En este maravilloso libro viajas alrededor del mundo, por los cinco continentes y hasta por las heladas tierras del Polo Norte y Sur, y son todos ellos, los que viajaron antes que nosotros, los que relatan las aventuras y desventuras de las primeras travesías.

Con Magallanes te enteras que fue por casualidad, mientras buscaban un paso al otro mar, que se encontraron con unos gigantes que bautizarían Patagones. Vasco Núñez de Balboa, que tenía un mastín llamado Leoncico, se dio la tarea de cruzar las selvas del Darién, en Panamá, unas selvas tan impenetrables que ni siquiera se podía introducir el brazo.

También hay relatos terribles de canibalismo y muerte. Américo Vespucio o Amerigo Vespucci, relata un episodio de mujeres caníbales que se comen a un cristiano frente al resto de sus asustados compañeros y von Humbolt se lleva un susto en América, cuando su criado le revela que la carne de mono sabe igual a la humana y que en su tribu la parte que más les gusta del cuerpo humano son las manos.

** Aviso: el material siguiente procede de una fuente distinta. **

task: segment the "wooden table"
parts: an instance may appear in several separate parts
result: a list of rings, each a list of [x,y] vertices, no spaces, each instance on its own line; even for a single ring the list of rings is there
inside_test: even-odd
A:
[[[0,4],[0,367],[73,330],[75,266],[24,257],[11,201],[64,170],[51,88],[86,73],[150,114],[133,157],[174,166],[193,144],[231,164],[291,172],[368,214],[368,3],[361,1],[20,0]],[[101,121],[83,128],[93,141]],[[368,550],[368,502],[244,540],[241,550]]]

Es en Africa y luego en América donde se producen las anécdotas más escalofriantes. Manuel Iradier cuenta cómo una marabunta en Africa invadió todo un campamento y llegó a devorar a una persona. En otro relato, Sven Hedin cuenta cómo estuvo a punto de morir en el desierto de Gobi, en Asia, a causa de la sed que los hizo beber sangre y hasta los orines de los camellos.

También está el famoso encuentro (hay dos versiones) entre el misionero escocés David Livingstone y el reportero norteamericano Henry Stanley, al que su jefe le manda a que se dé una pasadita, antes de ir a Africa por el misionero, por el canal de Suez, Jerusalem, Constantinopla, Crimea, India y Persia.

En fin, son todas anécdotas únicas, asombrosas y brutales. Aventuras que siempre existirán mientras hayan viajeros.